2.35GiB 0:01:42 [23.5MiB/s] [========>                ] 23% ETA 0:05:38

You can also use it between any two piped commands:

tar cf - /var/log/ | pv -s $(du -sb /var/log/ | awk '{print $1}') | gzip > logs.tar.gz

The -s flag tells pv the total size so it can show a percentage. Without it, you get speed and total transferred but no ETA.

Where this matters in DevOps: database restores, large file transfers, image builds, anything where “is it stuck or just slow?” is the question.

Step 2: Parallel Execution (xargs)

What: Run commands in parallel across multiple inputs.
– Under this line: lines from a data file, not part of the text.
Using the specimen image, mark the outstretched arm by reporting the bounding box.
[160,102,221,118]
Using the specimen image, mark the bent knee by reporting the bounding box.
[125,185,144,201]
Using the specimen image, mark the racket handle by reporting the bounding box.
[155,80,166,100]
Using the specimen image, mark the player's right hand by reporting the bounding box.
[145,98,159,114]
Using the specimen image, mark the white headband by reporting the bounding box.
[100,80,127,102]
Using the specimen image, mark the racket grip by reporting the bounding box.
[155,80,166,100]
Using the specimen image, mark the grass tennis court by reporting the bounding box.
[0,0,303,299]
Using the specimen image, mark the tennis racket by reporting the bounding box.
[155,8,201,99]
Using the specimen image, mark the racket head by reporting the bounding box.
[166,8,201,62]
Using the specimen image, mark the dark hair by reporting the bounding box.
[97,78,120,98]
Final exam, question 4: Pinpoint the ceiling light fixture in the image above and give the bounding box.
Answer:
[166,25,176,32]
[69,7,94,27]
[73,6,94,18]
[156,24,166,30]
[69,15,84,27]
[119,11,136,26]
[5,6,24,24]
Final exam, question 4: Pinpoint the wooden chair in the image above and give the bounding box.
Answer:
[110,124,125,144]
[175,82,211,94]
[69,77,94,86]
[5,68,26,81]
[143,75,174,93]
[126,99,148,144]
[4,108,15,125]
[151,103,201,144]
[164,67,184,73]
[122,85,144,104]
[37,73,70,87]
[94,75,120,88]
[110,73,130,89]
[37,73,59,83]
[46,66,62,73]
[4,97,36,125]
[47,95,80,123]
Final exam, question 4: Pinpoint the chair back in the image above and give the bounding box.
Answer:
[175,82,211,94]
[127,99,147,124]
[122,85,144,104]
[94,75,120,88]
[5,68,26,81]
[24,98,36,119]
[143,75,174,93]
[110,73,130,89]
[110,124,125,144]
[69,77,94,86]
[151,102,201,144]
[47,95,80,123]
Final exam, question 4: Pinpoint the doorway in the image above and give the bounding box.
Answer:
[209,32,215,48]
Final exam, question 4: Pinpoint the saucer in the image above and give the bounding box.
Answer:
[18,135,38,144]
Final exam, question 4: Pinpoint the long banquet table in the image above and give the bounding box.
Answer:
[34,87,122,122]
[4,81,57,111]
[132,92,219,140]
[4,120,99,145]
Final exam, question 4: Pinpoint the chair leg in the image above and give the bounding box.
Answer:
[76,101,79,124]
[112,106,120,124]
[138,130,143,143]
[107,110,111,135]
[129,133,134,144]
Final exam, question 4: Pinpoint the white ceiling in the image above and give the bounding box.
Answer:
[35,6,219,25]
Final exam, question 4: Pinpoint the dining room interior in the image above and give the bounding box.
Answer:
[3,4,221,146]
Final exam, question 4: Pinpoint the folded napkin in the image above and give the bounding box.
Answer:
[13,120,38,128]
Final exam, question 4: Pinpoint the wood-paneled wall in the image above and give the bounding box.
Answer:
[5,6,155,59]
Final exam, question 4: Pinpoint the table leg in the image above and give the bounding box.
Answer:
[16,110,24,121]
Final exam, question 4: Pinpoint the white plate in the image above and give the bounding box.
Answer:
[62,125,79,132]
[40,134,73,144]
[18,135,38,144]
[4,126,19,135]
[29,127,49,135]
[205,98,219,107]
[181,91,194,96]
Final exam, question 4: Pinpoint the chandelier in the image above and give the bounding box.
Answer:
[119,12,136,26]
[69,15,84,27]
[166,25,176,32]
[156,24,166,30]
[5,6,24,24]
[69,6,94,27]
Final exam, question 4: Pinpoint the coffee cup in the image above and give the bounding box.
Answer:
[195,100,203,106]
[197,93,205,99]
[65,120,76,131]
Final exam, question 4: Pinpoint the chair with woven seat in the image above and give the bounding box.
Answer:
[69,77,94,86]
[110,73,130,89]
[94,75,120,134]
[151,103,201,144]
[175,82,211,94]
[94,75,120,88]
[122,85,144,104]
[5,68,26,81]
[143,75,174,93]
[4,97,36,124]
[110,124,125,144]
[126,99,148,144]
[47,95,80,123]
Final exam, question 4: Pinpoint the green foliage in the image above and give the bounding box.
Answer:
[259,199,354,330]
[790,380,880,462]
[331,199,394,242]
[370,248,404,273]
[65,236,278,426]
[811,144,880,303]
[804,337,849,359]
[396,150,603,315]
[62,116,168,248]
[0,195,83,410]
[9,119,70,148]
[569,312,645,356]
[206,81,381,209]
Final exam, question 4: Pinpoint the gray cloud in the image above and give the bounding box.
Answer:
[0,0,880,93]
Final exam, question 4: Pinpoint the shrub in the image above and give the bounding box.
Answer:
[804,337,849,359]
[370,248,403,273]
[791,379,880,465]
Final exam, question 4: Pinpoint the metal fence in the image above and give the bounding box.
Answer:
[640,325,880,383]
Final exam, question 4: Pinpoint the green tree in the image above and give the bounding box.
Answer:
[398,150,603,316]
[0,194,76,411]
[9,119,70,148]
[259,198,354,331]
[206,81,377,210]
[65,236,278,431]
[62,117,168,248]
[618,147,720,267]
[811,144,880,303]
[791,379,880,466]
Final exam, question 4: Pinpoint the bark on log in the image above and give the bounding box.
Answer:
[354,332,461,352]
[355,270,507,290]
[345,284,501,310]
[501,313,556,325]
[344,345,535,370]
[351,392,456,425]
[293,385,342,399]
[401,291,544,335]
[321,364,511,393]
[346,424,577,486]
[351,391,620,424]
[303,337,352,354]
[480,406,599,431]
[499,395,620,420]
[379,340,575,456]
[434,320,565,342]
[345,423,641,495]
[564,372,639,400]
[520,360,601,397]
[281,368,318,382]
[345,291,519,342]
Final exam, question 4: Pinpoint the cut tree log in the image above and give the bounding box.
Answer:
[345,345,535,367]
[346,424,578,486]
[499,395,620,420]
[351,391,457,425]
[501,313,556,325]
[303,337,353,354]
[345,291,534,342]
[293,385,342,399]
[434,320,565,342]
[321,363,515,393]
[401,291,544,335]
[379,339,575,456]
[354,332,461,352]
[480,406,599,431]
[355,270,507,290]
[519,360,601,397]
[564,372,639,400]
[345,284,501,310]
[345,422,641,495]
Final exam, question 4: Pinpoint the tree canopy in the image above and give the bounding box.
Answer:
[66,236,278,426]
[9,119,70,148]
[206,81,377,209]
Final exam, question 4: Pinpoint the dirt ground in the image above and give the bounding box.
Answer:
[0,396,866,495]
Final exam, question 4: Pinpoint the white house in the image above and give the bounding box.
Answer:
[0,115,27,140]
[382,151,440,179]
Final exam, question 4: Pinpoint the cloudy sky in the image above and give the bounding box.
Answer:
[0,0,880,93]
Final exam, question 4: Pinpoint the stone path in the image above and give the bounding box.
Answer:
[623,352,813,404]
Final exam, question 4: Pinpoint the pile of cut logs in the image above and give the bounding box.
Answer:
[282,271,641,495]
Why: You need to delete 5,000 old Docker images, curl 200 health endpoints, or restart 50 services. Doing them one at a time is slow. xargs -P runs them in parallel.
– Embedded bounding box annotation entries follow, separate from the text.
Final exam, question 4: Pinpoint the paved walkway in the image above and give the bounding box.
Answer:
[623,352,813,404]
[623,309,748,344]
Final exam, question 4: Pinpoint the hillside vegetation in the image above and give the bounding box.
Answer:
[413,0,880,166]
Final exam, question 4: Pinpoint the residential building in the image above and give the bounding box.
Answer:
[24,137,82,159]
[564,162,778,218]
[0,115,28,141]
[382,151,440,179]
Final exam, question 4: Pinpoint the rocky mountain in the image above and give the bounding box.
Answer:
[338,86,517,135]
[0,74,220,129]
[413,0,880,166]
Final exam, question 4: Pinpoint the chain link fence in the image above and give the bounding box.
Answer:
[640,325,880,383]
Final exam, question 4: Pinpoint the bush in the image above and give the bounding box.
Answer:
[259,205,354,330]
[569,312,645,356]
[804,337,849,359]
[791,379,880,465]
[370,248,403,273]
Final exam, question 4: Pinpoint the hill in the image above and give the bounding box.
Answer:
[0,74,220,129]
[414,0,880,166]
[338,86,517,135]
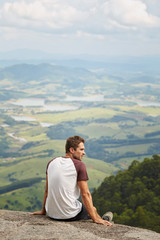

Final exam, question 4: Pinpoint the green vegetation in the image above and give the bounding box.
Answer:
[0,64,160,228]
[93,155,160,232]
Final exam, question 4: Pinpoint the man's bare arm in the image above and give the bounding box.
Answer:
[31,175,48,215]
[78,181,112,226]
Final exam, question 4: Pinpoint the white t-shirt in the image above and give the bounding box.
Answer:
[45,157,88,219]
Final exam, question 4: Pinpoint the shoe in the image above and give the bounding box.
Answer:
[102,212,113,222]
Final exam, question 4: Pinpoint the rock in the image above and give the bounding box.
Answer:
[0,210,160,240]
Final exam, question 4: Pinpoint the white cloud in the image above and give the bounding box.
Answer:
[0,0,160,34]
[0,0,160,53]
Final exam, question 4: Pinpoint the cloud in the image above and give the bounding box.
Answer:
[103,0,160,29]
[0,0,160,35]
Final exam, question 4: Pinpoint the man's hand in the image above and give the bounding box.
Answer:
[29,210,46,215]
[94,218,112,226]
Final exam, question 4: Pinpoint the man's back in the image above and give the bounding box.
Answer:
[46,157,86,219]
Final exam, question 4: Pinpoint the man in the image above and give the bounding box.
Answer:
[32,136,112,226]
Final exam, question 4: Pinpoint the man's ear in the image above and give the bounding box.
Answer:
[69,147,75,153]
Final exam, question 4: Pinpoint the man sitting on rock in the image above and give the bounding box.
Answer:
[32,136,112,226]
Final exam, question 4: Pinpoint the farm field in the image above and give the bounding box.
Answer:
[0,64,160,211]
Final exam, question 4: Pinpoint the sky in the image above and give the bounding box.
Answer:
[0,0,160,56]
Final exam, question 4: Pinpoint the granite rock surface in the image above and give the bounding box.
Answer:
[0,210,160,240]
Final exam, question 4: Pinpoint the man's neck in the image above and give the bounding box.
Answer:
[65,153,72,158]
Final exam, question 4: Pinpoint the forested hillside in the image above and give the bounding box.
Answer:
[0,60,160,211]
[93,155,160,232]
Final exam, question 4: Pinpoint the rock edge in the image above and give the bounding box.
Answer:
[0,210,160,240]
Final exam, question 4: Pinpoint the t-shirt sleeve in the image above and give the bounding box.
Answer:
[75,160,88,181]
[77,162,88,181]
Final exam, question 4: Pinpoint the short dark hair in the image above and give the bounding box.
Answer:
[65,136,85,153]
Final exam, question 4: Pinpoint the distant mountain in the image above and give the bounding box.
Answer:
[93,155,160,232]
[0,63,93,85]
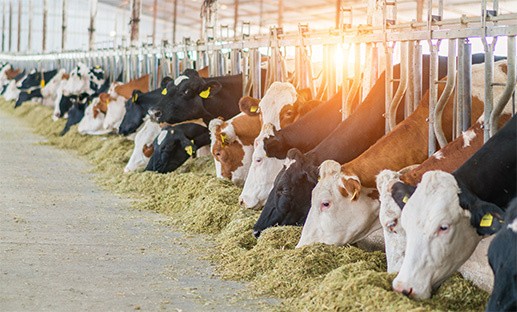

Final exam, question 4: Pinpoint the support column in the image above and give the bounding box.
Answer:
[129,0,142,46]
[153,0,158,47]
[27,0,33,52]
[16,0,22,52]
[88,0,97,51]
[61,0,67,51]
[41,0,48,52]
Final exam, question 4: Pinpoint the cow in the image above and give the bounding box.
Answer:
[118,77,172,136]
[264,53,503,159]
[77,97,111,135]
[145,120,210,173]
[208,113,261,186]
[486,199,517,311]
[124,116,161,173]
[297,61,506,247]
[393,113,517,299]
[239,82,320,208]
[376,112,511,273]
[41,69,68,107]
[149,69,243,124]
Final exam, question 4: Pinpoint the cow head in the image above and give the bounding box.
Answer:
[124,117,161,173]
[376,170,414,273]
[297,160,379,247]
[393,171,502,299]
[145,126,201,173]
[253,148,318,237]
[149,69,222,124]
[486,199,517,311]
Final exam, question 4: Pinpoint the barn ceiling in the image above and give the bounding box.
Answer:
[99,0,517,38]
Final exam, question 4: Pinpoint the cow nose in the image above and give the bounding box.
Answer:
[393,283,413,297]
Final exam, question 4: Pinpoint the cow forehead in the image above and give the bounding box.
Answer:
[402,171,466,231]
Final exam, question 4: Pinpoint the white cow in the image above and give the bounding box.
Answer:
[124,116,161,173]
[239,82,298,208]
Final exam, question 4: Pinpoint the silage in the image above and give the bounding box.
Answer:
[0,99,488,311]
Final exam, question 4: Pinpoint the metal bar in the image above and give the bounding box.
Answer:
[9,0,13,52]
[16,0,22,52]
[428,44,439,156]
[387,41,408,130]
[61,0,68,51]
[490,36,516,136]
[129,0,142,46]
[41,0,48,52]
[88,0,97,51]
[434,40,456,148]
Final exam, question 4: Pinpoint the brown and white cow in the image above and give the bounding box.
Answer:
[376,111,511,273]
[208,109,261,186]
[239,82,319,208]
[297,63,506,247]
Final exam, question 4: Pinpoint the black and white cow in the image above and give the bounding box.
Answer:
[486,198,517,311]
[145,122,210,173]
[392,116,517,299]
[149,69,242,124]
[118,77,172,135]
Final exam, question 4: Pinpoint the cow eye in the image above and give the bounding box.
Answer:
[386,219,398,233]
[438,224,449,234]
Delete old Docker images, one at a time (slow):

docker images -q --filter "before=myapp:latest" | xargs docker rmi

Delete in parallel, 10 at a time (fast):

docker images -q --filter "before=myapp:latest" | xargs -P 10 -n 1 docker rmi

-P 10 runs 10 processes in parallel. -n 1 passes one image ID per command. The difference on 500 images is 5 minutes vs 30 seconds.

Health check 50 services in parallel:

cat endpoints.txt | xargs -P 20 -I {} curl -s -o /dev/null -w "{}: %{http_code}\n" {}

-I {} replaces {} with each line from the input. -P 20 runs 20 curls at once.

Expected output:

https://auth-api.internal:8080/health: 200
https://payment-svc.internal:8080/health: 200
https://user-svc.internal:8080/health: 503

You just built a parallel health checker in one line.

Step 3: Live Monitoring (watch)

What: Repeat any command every N seconds and show the output.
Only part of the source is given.